The College of Architecture and Design honored two former UH architecture professors who died recently with a lecture and exhibition of their art and life works Tuesday in the architecture building’s first floor atrium.

Professors William F. Stern and Thomas Colbert were noted architects devoted to art. Architecture Adjunct Professor of architecture and speaker Bruce Webb said Colbert was a maker of art and Stern was a collector.

“Neither of them were ordinary people,” Webb said. “Both of them were activist thinkers who spent hours considering problems and potentials in the city of Houston and its place on the vulnerable Gulf Coast Plain.”

David Breslin, chief curator of the Menil Collection, gave a lecture called “The Space of Drawing: Thoughts on Picasso’s Cartographic Line” where he compared Picasso’s drawings shown in the Menil to Colbert’s drawings.

Breslin said that he chose to focus his lecture on Picasso because both Stern and Colbert’s designs were similar to the artist’s linear drawings.

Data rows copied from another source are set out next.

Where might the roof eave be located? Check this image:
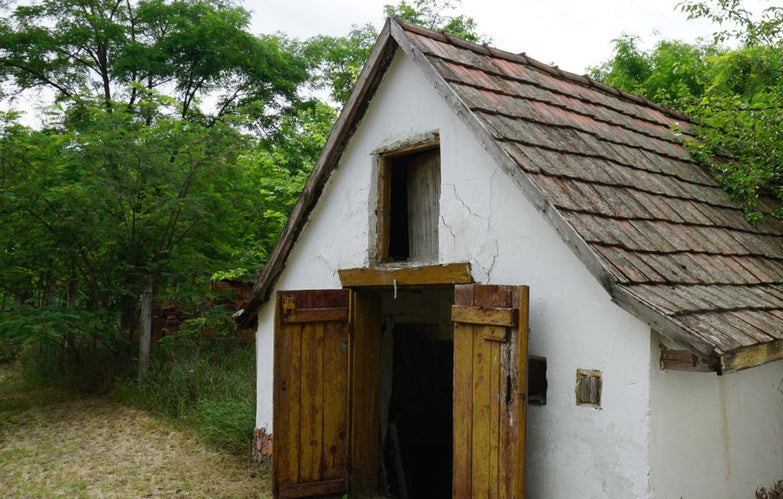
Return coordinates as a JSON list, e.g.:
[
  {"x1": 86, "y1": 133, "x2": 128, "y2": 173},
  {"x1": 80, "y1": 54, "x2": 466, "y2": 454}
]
[
  {"x1": 719, "y1": 339, "x2": 783, "y2": 374},
  {"x1": 391, "y1": 20, "x2": 740, "y2": 368}
]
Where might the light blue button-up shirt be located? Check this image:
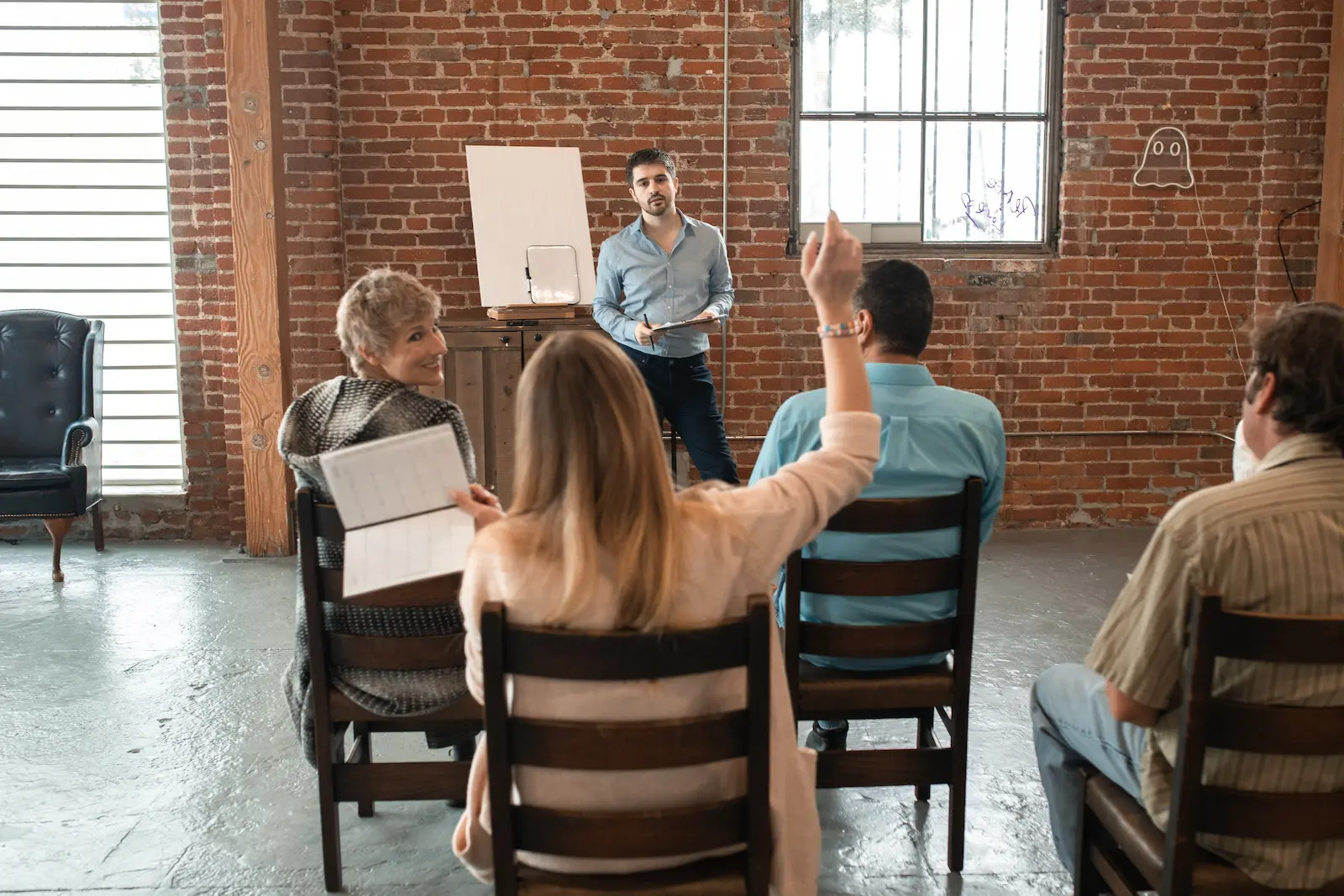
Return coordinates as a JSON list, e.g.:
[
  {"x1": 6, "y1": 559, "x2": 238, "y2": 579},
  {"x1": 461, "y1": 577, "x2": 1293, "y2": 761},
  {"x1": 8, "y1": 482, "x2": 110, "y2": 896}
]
[
  {"x1": 751, "y1": 364, "x2": 1006, "y2": 669},
  {"x1": 593, "y1": 212, "x2": 732, "y2": 358}
]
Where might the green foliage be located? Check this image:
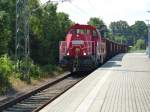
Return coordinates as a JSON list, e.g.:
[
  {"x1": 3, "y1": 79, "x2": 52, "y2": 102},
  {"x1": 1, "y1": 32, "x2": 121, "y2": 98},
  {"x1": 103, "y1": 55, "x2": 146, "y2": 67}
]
[
  {"x1": 0, "y1": 11, "x2": 11, "y2": 55},
  {"x1": 0, "y1": 55, "x2": 13, "y2": 94},
  {"x1": 88, "y1": 17, "x2": 108, "y2": 37},
  {"x1": 109, "y1": 20, "x2": 130, "y2": 36},
  {"x1": 42, "y1": 64, "x2": 57, "y2": 75}
]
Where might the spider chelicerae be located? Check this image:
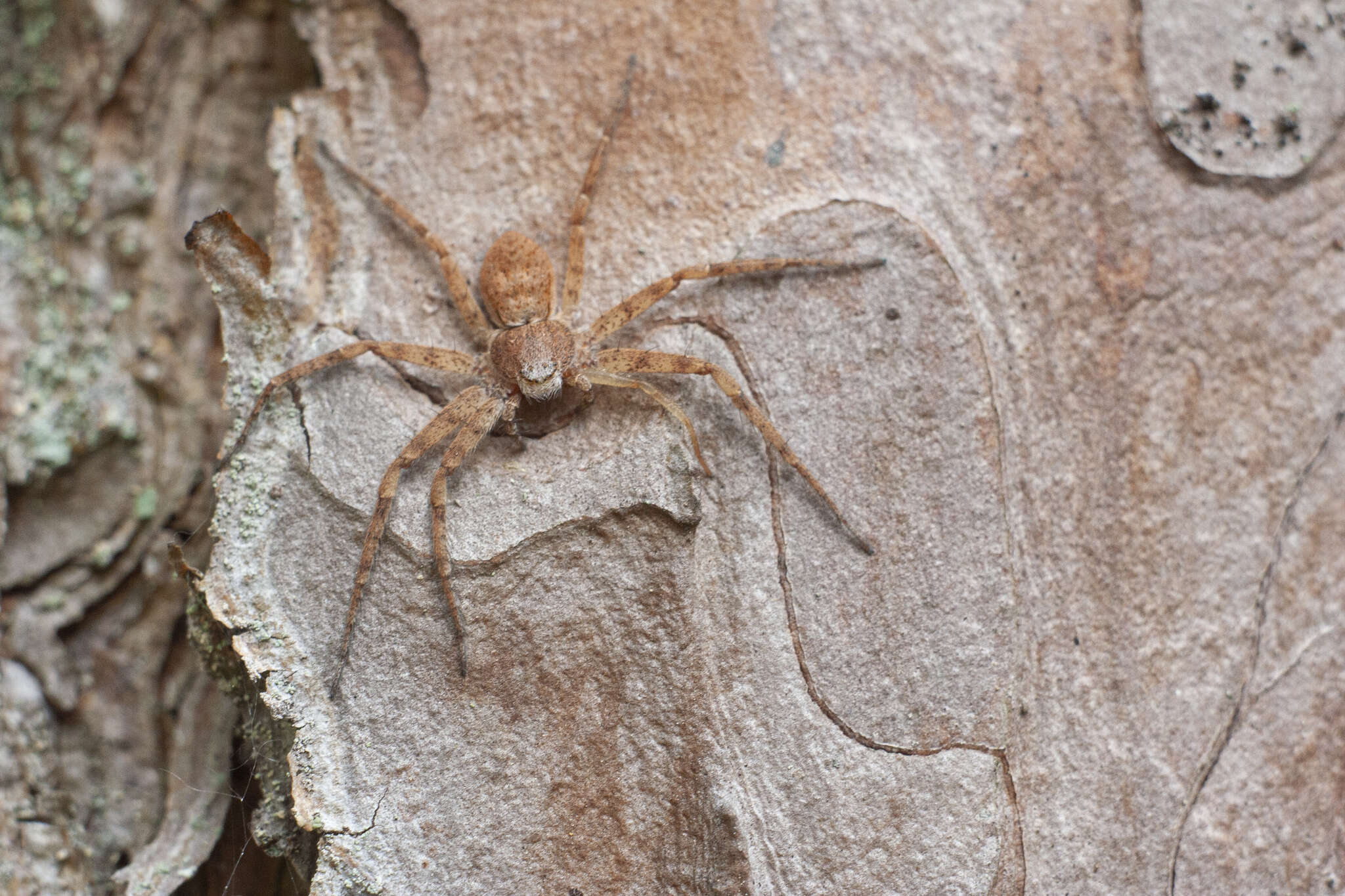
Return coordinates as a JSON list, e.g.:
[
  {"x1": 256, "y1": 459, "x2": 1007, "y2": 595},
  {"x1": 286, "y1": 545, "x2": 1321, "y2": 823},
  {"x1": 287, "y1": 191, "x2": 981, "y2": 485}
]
[{"x1": 211, "y1": 79, "x2": 884, "y2": 693}]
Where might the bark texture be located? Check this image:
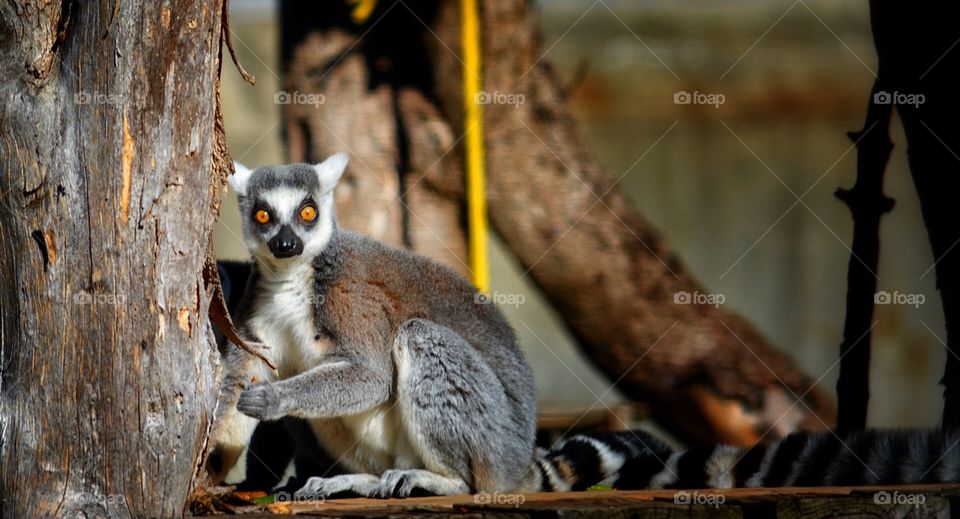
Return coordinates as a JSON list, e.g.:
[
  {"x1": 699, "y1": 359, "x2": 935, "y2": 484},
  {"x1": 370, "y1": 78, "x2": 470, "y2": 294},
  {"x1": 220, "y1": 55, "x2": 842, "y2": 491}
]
[
  {"x1": 870, "y1": 1, "x2": 960, "y2": 429},
  {"x1": 0, "y1": 1, "x2": 226, "y2": 517},
  {"x1": 281, "y1": 0, "x2": 834, "y2": 444}
]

“Colbert left behind significant work on evacuation and protection strategies in the Gulf Coast, as well as a collection of his own drawings and other artwork for us to appreciate,” Webb said.

Webb said that Stern’s personal collection of contemporary artwork, as well as his house that he designed, were gifts to Houston’s Menil Collection.

After Breslin’s lecture, attendees were able to view Colbert’s drawings and sculptures at a gallery.

“It was interesting to see the professors showcased as architects,” architecture graduate student Tyler Nagai said. “Also, the work they did on the side, aside from their professional work, was interesting to see and something that I might take part in as I become an architect.”